The brief for the building, for a national archive preserving the records of the Nuclear Decommissioning Authority and incorporating the local Caithness Archive, could on paper have just required a large, blank shed. Equally, on its exposed site next to Wick airport, situated in the unforgiving, low-lying watery and bleak surroundings of what is known as the Flow Country, it could have remained inward-looking, ignoring context.
A large, double-height cellular concrete archive block defines the western edge of the site, accommodating but also symbolising the long-term security of the archive, and contributing environmental stability through its mass.

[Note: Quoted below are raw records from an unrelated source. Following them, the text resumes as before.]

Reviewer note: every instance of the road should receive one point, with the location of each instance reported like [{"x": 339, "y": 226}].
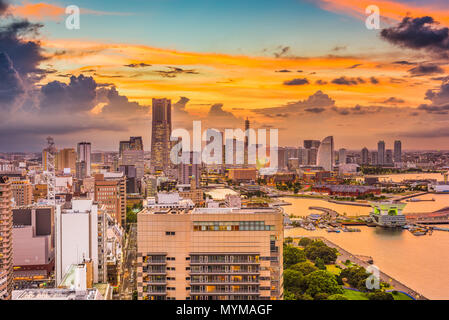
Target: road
[{"x": 128, "y": 272}]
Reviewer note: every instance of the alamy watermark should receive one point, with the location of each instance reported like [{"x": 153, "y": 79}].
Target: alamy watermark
[
  {"x": 372, "y": 22},
  {"x": 73, "y": 22},
  {"x": 233, "y": 147}
]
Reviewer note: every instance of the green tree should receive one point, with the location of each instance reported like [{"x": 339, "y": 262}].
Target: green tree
[
  {"x": 319, "y": 263},
  {"x": 293, "y": 282},
  {"x": 304, "y": 242},
  {"x": 337, "y": 297},
  {"x": 319, "y": 249},
  {"x": 356, "y": 277},
  {"x": 322, "y": 282},
  {"x": 292, "y": 256},
  {"x": 305, "y": 267},
  {"x": 379, "y": 295}
]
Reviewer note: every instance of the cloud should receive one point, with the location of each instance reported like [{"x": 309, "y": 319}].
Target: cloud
[
  {"x": 175, "y": 71},
  {"x": 347, "y": 81},
  {"x": 282, "y": 52},
  {"x": 355, "y": 66},
  {"x": 47, "y": 11},
  {"x": 313, "y": 104},
  {"x": 393, "y": 100},
  {"x": 138, "y": 65},
  {"x": 11, "y": 85},
  {"x": 296, "y": 82},
  {"x": 418, "y": 33},
  {"x": 426, "y": 69}
]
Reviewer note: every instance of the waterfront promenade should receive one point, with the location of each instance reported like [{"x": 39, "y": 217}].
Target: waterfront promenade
[{"x": 346, "y": 255}]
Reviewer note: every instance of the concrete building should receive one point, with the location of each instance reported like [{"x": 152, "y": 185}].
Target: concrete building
[
  {"x": 66, "y": 159},
  {"x": 210, "y": 254},
  {"x": 33, "y": 242},
  {"x": 325, "y": 157},
  {"x": 22, "y": 192},
  {"x": 6, "y": 242},
  {"x": 77, "y": 232},
  {"x": 149, "y": 186},
  {"x": 365, "y": 156},
  {"x": 160, "y": 134},
  {"x": 397, "y": 151},
  {"x": 84, "y": 158},
  {"x": 381, "y": 153},
  {"x": 242, "y": 175},
  {"x": 110, "y": 191}
]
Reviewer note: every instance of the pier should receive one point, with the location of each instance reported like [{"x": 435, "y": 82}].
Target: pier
[{"x": 346, "y": 255}]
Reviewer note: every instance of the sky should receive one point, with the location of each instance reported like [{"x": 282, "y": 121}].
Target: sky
[{"x": 307, "y": 68}]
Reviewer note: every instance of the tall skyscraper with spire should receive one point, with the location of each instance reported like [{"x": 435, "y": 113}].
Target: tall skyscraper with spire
[
  {"x": 325, "y": 158},
  {"x": 247, "y": 127},
  {"x": 160, "y": 134}
]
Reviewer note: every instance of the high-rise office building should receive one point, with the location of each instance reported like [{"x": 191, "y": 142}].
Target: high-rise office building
[
  {"x": 381, "y": 152},
  {"x": 84, "y": 151},
  {"x": 374, "y": 158},
  {"x": 342, "y": 156},
  {"x": 77, "y": 233},
  {"x": 246, "y": 151},
  {"x": 66, "y": 159},
  {"x": 190, "y": 168},
  {"x": 365, "y": 156},
  {"x": 397, "y": 151},
  {"x": 22, "y": 192},
  {"x": 6, "y": 242},
  {"x": 160, "y": 135},
  {"x": 110, "y": 191},
  {"x": 309, "y": 144},
  {"x": 389, "y": 157},
  {"x": 33, "y": 240},
  {"x": 325, "y": 158},
  {"x": 210, "y": 254}
]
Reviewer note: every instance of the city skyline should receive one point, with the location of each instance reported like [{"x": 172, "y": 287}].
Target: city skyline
[{"x": 81, "y": 83}]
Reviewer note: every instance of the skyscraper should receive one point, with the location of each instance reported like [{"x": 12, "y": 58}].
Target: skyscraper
[
  {"x": 309, "y": 144},
  {"x": 84, "y": 151},
  {"x": 381, "y": 152},
  {"x": 246, "y": 154},
  {"x": 325, "y": 158},
  {"x": 397, "y": 151},
  {"x": 342, "y": 155},
  {"x": 160, "y": 134},
  {"x": 66, "y": 159},
  {"x": 365, "y": 156},
  {"x": 6, "y": 218}
]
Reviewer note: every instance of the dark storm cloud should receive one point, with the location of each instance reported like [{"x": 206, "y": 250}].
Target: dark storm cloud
[
  {"x": 3, "y": 6},
  {"x": 77, "y": 96},
  {"x": 418, "y": 33},
  {"x": 426, "y": 69},
  {"x": 347, "y": 81},
  {"x": 439, "y": 99},
  {"x": 296, "y": 82}
]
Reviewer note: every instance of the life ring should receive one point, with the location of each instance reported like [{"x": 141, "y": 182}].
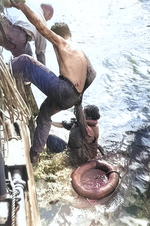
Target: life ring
[{"x": 95, "y": 179}]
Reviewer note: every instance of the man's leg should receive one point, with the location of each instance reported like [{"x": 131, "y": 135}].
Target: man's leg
[{"x": 48, "y": 108}]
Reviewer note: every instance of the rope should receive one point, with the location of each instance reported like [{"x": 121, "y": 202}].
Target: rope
[{"x": 12, "y": 100}]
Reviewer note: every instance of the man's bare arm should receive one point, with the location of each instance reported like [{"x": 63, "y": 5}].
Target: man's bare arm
[{"x": 34, "y": 19}]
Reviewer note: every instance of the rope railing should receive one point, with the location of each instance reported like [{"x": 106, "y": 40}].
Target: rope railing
[{"x": 10, "y": 96}]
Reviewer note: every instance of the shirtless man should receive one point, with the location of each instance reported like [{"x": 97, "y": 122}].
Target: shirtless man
[{"x": 63, "y": 92}]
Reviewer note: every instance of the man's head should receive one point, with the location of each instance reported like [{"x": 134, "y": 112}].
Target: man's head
[
  {"x": 92, "y": 112},
  {"x": 61, "y": 29},
  {"x": 47, "y": 11}
]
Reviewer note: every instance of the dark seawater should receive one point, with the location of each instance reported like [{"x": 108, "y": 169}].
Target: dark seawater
[{"x": 115, "y": 35}]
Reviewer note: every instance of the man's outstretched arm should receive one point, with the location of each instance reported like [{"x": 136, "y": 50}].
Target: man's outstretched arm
[{"x": 34, "y": 19}]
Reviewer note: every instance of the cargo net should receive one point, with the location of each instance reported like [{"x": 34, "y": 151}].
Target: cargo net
[{"x": 10, "y": 98}]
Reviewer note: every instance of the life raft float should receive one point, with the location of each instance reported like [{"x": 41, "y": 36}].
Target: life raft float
[{"x": 95, "y": 179}]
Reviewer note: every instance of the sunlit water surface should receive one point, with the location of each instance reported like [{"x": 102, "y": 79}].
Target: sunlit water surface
[{"x": 115, "y": 35}]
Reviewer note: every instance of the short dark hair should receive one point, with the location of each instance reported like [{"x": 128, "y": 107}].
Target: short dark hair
[
  {"x": 61, "y": 29},
  {"x": 48, "y": 7},
  {"x": 92, "y": 112}
]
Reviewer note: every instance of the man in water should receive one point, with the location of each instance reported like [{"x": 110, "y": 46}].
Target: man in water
[
  {"x": 83, "y": 137},
  {"x": 16, "y": 31},
  {"x": 63, "y": 92}
]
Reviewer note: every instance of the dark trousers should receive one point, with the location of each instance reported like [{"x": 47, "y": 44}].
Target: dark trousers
[
  {"x": 55, "y": 144},
  {"x": 61, "y": 94}
]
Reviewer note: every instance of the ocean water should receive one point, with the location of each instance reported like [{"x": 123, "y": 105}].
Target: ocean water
[{"x": 115, "y": 35}]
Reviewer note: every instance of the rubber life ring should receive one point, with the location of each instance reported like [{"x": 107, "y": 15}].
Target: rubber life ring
[{"x": 93, "y": 187}]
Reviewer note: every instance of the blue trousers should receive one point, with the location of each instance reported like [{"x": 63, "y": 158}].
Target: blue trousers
[{"x": 61, "y": 94}]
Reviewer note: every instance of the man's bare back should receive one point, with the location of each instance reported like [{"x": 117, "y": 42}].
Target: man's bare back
[{"x": 72, "y": 62}]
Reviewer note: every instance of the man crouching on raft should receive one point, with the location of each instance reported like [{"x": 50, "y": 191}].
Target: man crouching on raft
[{"x": 63, "y": 92}]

Separately expressed, the single-storey block of administrative and public access spaces, including a community room and exhibition area, is orientated out to views to the coast, offering literal and figurative openness to the public but also to public scrutiny. Together these two elements, connecting around a series of protected ‘lochan’ water-courts help, like all good architecture, to ‘build the site’: essentially making a place from their architecture.
What is also impressive is the quality of the building materially – especially given that it was delivered through a Design and Build contract, with the architect involved throughout the build process. The building is both built to last and a thing of beauty, with Reiach and Hall nicely reworking the shed aesthetic not in its form but in its simple, industrial materials, with its silver anodised aluminium cladding gently reflecting light from water and sky.
Reiach and Hall is having a bit of a ‘moment’ right now, hitting a sweet spot in terms of its output and approach. The practice’s Riverside Campus at the City of Glasgow College, designed with Michael Laird Architects, was shortlisted for the RIBA Stirling Prize in 2016, as was their City Campus there in 2017. The latter was also shortlisted for the Doolan Award and won the AJ100 Building of the Year award. Here again with this project this is a practice that is repeatedly proving itself capable of delivering large, well-made and notably public-spirited buildings that go beyond the design brief.